Can I be satisfied with this?

3) Cleaning the cat’s litter box,
I wonder if nuclear fallout
understands that it must hug
the shores of Japan?!?
I might think I live in a bubble
but then how do I explain this stray germ
that’s taken over my sinuses?
What’s so important today
that I must speak it?
Sometimes words are inadequate
constructed of mere letters
then grouped into sentences,
thoughts, extracted from…air?
The mind is always grasping
for something else
to grapple with.
What does this little woman
with the sinus cold
have to say
that hasn’t been said
a million times over?
As the jet streaks the sky
with a contrail tail
the memory of kids
screaming skyward
shouting with all their might
“don’t crash.”
Did they foresee then
this fragile ecosystem?
A man hiking in the mountains
above Chernobyl
commented on how
“pure” the air
looked from up there
after the explosion.
Mountain climbers breathe deeply
what invisible warfare was  he
unwittingly subjected to?
Are we subjected to?

Something Else–Where does your mind go?

Reviewing an earlier journal can provide the inspiration to
get you writing…

I’ll tell you this…

1)A body likes comfort
lingering in bed this morning
it’s time to put on the flannel sheets
These shores of comfort’s complacency
the call to action
the planet’s doom
Where is my friend
for the end of the world?

2)Errand completed
I drove to a favorite Thai restaurant
Only two other women are sharing lunch
so I get immediate service.
This sinus condition
spicy Thai food is often the cure.
I sip my medium hot red curry
as the restaurant suddenly bulges
with the late lunch crowd.
Two older men
looking somewhat beaten by life,
sit at the table in front of me.
Urgh.  It’s not the view I want
while eating lunch.
I avert my eyes
though they inadvertently rivet
to…
I rearrange the water carafe, teapot
and a bottle of soy sauce,
strategic guardians,
to occlude this less than desirable view
of pants that sit well-below a man’s hefty waist
exposing the infamous butt crack.
I’d change my seat however the
restaurant is suddenly full–
a migration of citizens
hungry for Thai food.
I frown and raise the book I  brought to read —
Paul Hawken’s Blessed Unrest, and try to read
about the ideology of isms…
how an ism creates a movement
with its own set of dogma
and gathers followers like a dog attracts fleas
and then, believing it is the ultimate truth,
how it proceeds to force
its belief system onto others.
And those who are prone to manipulation
who fear thinking for themselves
get on the tram
and point fingers at the others
who are left behind on the ground
isolated in their own set of beliefs.

3) is activism only
another ism
but if we don’t act
how does the planet
know I care?
and has it conjured up you
and me to be its advocates
called us forth
to “dance our clumsy dance”
fracturing the siren’s song
of looking the other way
when there are cries for help
everywhere?

Writing as a Spiritual Practice

I think I first heard it from Natalie Goldberg…that writing was her spiritual practice. It seems that she was practicing sitting meditation with a Zen Master.  She struggled a bit.  Finally, her Zen Master suggested that perhaps writing was her spiritual discipline/practice.  He told her “If you go deep enough in writing, it will take you everyplace.”
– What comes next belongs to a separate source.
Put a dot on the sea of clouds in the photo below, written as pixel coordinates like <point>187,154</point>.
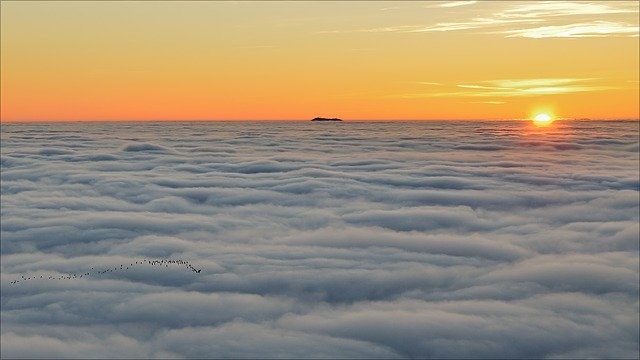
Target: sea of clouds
<point>316,240</point>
Do you show up for writing daily?  Do you get the feeling of connecting with something greater and deeper than your ordinary life through writing.  Do you enter a domain that you did not construct but within which you reside for a brevity of time–non-ordinary time?  Is it outside the realm of what the outer world requires of  you?

I sensed that writing was my spiritual practice in the late seventies.  Out of desperation or perhaps out of my soul’s necessity, the pen and the page called to me like a whisperer in the night.  I hadn’t heard of the practice of journal writing in those days.  It hadn’t become popularized quite yet.  There weren’t bookshelves laden with paisley-covered  empty journals, lined or unlined.
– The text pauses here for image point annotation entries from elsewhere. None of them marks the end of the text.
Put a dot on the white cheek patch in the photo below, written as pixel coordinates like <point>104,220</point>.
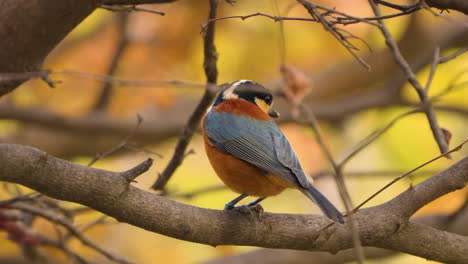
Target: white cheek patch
<point>229,93</point>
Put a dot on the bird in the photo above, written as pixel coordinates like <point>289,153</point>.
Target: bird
<point>249,152</point>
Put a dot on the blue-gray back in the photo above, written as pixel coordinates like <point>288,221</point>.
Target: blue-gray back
<point>257,142</point>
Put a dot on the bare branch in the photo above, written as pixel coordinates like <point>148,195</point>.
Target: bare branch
<point>406,68</point>
<point>134,2</point>
<point>211,72</point>
<point>384,226</point>
<point>459,5</point>
<point>339,179</point>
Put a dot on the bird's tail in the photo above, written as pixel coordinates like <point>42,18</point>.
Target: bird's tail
<point>326,206</point>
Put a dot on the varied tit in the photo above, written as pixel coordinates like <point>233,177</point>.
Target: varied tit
<point>249,152</point>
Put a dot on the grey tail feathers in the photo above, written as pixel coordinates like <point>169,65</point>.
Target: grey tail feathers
<point>328,209</point>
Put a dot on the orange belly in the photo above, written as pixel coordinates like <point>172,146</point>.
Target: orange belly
<point>241,177</point>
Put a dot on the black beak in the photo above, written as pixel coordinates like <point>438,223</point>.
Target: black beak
<point>272,112</point>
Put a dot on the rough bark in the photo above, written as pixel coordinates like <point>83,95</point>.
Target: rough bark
<point>385,226</point>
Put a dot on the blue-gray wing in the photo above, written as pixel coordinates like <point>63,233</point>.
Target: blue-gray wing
<point>259,143</point>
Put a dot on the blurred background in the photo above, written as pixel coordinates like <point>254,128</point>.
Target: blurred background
<point>155,49</point>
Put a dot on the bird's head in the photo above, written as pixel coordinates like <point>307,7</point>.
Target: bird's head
<point>251,92</point>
For me, lined spiral-bound notebooks marked the beginning of this practice.  And it was daily, nightly, whenever I needed a companionable friend to talk to.  This newly discovered partner was so receptive.  It stood by me and bore any emotion, sorrow, hope, fear, optimism, resurrection…everything over the years.

Showing up for writing was a daily practice. It offered soul connection, enabling me to process through something and arrive at a better place, eventually.  Sometimes the journey was long, harsh and unyielding.  But the page heard it all with neither complaint nor judgment, like a gentle confessor with the power to heal.  These journals have borne witness to the descent and resurrection over and over again.  Writing as a spiritual practice has been an avenue towards the integrity of my body, spirit and mind.

 

Alone (from an earlier journal writing)

I almost turned the car around and drove home although I had booked a cottage for the night.  I didn’t come to Ashland to feel into the loneliness.  I wanted a day of escape.  Now, I had a sudden longing for home and the usual distractions that occupy me.
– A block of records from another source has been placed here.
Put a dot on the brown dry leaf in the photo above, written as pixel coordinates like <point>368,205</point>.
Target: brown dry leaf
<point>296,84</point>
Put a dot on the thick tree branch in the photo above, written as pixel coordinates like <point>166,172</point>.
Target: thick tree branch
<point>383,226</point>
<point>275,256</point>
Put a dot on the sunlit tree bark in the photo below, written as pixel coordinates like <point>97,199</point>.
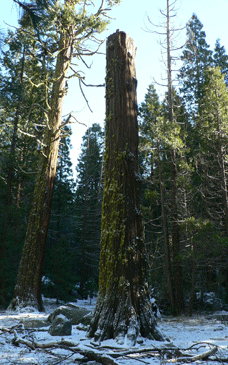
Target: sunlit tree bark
<point>123,305</point>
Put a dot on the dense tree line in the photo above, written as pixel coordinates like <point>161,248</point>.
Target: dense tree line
<point>195,142</point>
<point>183,162</point>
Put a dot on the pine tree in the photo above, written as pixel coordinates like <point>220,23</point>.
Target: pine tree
<point>123,306</point>
<point>196,57</point>
<point>220,59</point>
<point>60,254</point>
<point>62,30</point>
<point>88,208</point>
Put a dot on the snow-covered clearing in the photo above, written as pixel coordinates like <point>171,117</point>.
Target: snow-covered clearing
<point>189,337</point>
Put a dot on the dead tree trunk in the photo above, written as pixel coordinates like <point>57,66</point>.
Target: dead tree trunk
<point>123,305</point>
There is a lot going on in my life right now.  People close to me are gravely sick.  I give, sometimes over-give, or just carry the weight of things.  I’m taking too many online classes.  I need real people who are in good health to counterbalance the rest.  Virtual people don’t help with loneliness.

Earlier in the day, I had lunch at a favorite cafe–alone.  I went to see a movie–alone.  I walked out of the movie theater after fifteen minutes of watching the actors go through torment.  Why watch other people’s drama on a big screen?  Even if the acting is good, who needs it?  I went out to dinner–alone.  And now, I’m in a newly renovated cottage, again, alone.

I hadn’t unpacked the car yet.  A pang of loneliness surfaced and I got in the car to drive home.  As I was driving down the alley, four stately deer blocked my path.  They are accustomed to people.  They stood there for a few minutes.  I waited–the spotlight on them.  They were unfazed by the car or me.  They neither leapt nor ran.  They either stood stationary or they mosied.  I groped for the camera and got one hazy photo of the youngest deer, though not a good one.  It was at that point that I committed to staying for the night.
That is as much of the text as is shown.